Abgehört - neue Musik Es ist grässlich, es ist toll

Das neue Album von The Weeknd ist ein Thriller voller Zumutungen und Erlösung. Außerdem: das späte Debüt von Rapper Jay Electronica, Hip-Hop-Umdeutungen von Zebra Katz und ein postheroisches Pop-Duo.
The Weeknd - "After Hours"

(Republic (Universal Music), seit 20. März)

Abel Tesfaye ist ein motherfucking "Starboy", so hieß seine sehr slicke und bombastische letzte LP, die den Superstar-Status von The Weeknd vor vier Jahren im zeitgenössischen Pop etablierte. Mit 30 Jahren muss sich Tesfaye nun eigentlich nichts mehr beweisen, "After Hours", sein viertes reguläres Album binnen sieben Jahren, hätte also großer Murks werden können - oder große Kunst. Faszinierenderweise ist es beides.
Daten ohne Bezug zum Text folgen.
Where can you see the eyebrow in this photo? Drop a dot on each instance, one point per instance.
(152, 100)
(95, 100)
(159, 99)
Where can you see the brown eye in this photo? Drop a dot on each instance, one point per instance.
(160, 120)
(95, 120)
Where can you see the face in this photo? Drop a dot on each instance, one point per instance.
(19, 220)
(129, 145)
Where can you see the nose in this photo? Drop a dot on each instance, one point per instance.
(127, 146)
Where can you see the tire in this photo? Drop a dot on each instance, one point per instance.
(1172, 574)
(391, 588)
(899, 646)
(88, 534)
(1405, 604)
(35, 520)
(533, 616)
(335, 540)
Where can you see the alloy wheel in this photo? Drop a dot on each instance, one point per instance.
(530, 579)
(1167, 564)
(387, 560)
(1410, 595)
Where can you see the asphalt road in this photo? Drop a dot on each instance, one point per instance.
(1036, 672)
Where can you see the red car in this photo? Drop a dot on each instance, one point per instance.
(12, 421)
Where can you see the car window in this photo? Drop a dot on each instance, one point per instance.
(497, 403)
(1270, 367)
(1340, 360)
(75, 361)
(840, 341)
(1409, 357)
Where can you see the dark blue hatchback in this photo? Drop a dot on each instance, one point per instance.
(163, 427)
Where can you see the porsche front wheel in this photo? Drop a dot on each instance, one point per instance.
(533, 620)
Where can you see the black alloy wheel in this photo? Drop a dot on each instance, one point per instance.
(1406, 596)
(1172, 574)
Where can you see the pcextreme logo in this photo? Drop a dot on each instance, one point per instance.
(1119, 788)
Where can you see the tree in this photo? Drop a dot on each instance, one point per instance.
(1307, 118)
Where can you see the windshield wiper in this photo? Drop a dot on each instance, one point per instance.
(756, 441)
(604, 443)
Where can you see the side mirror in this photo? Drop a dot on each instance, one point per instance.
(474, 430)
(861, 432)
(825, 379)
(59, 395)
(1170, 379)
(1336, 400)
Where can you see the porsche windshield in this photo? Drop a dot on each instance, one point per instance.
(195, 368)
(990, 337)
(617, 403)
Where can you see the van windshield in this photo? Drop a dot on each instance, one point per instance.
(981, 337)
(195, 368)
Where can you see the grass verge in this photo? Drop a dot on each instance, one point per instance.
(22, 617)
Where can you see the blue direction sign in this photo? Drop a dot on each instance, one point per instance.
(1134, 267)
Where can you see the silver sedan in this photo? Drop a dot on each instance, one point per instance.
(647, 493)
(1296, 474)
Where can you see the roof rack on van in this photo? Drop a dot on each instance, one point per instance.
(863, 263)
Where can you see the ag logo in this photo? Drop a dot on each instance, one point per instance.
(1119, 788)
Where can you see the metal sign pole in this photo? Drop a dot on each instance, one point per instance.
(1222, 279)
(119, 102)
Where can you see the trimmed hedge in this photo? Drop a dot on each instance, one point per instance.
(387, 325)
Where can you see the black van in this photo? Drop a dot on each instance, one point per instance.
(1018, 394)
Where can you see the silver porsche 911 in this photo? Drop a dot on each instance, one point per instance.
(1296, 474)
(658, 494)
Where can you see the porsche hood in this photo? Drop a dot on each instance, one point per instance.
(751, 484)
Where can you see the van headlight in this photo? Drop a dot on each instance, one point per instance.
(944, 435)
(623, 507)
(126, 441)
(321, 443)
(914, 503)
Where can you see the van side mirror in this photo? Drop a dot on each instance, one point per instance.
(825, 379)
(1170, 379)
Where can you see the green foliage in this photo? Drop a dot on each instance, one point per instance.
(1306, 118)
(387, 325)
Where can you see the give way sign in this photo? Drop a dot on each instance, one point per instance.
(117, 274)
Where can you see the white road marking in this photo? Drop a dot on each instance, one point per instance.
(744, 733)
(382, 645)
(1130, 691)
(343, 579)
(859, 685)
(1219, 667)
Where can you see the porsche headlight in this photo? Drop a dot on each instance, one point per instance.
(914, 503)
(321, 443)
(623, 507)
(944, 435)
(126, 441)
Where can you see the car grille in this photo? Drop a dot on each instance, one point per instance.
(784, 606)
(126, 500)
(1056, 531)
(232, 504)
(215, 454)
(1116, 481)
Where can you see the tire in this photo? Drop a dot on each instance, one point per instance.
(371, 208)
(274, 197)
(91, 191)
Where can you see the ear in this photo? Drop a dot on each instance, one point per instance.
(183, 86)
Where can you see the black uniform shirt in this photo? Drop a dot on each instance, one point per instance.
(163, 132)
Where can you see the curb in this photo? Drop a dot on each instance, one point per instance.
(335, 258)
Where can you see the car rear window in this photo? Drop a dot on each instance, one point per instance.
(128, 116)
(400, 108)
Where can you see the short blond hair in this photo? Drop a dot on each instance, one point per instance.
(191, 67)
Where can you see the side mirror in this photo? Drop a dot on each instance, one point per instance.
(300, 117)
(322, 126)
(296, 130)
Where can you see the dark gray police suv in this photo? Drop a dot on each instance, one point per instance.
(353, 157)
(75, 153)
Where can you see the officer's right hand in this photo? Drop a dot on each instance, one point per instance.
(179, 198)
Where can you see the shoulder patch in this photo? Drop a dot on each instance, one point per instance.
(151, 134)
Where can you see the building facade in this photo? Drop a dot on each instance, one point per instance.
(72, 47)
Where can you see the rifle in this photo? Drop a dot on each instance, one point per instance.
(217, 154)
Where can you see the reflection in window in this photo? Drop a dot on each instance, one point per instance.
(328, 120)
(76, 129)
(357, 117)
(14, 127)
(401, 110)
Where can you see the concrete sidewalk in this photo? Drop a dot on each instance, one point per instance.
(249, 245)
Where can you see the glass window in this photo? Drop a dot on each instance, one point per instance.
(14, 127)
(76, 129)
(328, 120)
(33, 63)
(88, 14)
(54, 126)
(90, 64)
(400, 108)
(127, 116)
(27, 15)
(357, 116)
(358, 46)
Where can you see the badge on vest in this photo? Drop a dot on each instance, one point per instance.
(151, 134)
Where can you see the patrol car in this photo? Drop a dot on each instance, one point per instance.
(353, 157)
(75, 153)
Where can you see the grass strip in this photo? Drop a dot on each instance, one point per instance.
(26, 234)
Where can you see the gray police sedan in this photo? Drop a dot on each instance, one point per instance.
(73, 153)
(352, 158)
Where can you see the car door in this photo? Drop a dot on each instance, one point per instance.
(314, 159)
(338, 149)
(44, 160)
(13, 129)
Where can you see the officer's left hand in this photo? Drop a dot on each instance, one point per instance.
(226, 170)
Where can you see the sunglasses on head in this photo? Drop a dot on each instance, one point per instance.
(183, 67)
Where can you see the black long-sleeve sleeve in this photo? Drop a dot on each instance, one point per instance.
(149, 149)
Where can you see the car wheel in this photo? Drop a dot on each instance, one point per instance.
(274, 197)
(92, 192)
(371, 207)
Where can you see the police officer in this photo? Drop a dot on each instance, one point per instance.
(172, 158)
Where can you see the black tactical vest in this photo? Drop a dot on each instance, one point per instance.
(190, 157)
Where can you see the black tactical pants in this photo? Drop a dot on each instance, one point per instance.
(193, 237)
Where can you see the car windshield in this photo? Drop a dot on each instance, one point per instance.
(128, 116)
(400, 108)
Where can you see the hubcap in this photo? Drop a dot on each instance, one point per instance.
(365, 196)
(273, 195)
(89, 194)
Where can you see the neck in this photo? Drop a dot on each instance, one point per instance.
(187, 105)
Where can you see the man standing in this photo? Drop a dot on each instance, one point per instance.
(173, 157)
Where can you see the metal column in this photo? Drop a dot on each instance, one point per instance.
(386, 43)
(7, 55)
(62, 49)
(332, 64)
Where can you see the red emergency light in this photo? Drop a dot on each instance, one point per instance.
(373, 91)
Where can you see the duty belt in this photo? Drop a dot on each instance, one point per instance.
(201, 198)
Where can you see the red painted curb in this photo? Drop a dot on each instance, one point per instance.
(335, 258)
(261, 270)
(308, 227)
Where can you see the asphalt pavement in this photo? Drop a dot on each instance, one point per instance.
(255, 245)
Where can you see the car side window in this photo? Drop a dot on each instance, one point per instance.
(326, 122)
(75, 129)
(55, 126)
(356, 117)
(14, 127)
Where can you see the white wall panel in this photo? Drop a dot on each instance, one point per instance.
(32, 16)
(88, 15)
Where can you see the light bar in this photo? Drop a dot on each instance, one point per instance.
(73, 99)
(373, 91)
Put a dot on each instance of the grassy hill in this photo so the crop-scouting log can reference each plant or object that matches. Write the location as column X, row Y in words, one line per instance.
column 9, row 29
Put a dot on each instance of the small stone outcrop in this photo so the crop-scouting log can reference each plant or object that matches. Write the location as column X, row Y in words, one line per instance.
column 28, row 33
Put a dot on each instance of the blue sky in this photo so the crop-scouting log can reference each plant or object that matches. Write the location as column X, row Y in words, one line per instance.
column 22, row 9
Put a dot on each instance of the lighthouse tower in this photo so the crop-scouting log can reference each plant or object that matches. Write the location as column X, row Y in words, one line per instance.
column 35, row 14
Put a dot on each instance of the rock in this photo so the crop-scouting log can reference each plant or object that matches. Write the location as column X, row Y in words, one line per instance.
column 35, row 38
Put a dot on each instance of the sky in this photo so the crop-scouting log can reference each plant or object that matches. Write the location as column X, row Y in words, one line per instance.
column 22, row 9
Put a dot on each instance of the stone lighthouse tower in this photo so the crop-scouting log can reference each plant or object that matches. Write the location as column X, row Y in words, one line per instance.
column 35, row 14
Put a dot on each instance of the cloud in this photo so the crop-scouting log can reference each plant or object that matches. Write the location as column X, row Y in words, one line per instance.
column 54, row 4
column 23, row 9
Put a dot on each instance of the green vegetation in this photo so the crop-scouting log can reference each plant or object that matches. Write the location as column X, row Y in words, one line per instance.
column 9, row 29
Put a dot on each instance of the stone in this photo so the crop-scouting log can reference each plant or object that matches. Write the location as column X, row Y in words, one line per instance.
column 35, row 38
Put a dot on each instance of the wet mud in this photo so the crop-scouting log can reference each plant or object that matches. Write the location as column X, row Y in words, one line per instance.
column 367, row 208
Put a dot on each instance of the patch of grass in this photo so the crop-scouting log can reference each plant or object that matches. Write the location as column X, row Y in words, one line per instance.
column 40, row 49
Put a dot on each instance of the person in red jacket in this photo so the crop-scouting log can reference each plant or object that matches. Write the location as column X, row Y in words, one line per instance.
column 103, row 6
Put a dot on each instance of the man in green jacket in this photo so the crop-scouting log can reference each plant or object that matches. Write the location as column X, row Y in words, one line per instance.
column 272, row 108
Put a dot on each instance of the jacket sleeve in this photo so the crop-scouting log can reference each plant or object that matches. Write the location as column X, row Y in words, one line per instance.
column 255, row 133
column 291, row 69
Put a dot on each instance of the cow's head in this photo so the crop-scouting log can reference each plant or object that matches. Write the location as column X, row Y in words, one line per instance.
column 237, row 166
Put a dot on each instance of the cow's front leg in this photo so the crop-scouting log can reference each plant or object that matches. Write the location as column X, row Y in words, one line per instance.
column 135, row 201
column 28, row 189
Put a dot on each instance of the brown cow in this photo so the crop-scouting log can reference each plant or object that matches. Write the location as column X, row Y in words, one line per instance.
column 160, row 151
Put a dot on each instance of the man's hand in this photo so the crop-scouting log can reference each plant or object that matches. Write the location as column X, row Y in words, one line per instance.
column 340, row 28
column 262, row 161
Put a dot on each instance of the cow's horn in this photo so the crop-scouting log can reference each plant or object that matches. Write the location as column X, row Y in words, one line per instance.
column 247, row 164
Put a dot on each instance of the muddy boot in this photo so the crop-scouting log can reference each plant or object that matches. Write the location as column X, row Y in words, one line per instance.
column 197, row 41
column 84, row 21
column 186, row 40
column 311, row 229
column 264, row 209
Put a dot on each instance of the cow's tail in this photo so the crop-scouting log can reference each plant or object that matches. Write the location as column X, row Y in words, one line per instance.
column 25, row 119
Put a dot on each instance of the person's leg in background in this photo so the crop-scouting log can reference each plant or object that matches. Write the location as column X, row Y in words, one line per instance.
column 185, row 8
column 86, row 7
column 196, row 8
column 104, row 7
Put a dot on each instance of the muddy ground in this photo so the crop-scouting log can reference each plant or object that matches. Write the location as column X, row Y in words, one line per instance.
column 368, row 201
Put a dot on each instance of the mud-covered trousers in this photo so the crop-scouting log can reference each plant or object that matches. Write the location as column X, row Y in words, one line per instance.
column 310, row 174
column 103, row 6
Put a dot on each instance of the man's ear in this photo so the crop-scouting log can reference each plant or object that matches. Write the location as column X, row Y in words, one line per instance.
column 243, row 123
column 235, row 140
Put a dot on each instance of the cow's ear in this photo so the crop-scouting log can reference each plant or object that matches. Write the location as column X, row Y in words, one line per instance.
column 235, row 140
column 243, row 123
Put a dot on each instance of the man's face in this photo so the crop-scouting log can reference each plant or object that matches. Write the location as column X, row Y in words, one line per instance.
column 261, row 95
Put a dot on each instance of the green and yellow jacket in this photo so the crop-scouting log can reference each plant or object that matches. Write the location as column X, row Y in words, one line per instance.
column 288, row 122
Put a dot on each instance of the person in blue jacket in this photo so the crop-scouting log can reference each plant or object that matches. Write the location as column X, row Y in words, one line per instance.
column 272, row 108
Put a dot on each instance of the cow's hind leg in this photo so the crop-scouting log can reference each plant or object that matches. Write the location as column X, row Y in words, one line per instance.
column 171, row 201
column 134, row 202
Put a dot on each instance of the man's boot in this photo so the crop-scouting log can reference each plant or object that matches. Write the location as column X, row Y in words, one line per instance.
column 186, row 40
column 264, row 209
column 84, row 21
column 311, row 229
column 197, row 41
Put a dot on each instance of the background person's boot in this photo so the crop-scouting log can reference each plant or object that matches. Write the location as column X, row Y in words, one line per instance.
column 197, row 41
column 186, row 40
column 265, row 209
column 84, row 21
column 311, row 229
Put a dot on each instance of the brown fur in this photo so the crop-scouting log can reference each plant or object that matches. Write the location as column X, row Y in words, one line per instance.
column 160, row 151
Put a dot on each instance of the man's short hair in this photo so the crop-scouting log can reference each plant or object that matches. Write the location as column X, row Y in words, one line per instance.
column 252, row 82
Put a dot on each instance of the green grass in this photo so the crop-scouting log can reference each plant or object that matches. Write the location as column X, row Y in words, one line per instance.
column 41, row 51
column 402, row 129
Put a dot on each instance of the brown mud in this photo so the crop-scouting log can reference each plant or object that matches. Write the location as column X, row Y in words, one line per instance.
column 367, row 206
Denn in der Unentschiedenheit, die sich durch diese knappe Stunde Musik zieht, offenbart sich eben auch die große Verletzlichkeit und Fehlbarkeit des Musikers The Weeknd, der ja immer schon ein mutwilliger Grenzgänger und Außenseiter war, seit er 2011 mit drei hintereinander veröffentlichten Mixtapes dem belanglos gewordenen R&B-Genre Abgründigkeit, suizidale Depression und existenzielle Düsternis einhauchte.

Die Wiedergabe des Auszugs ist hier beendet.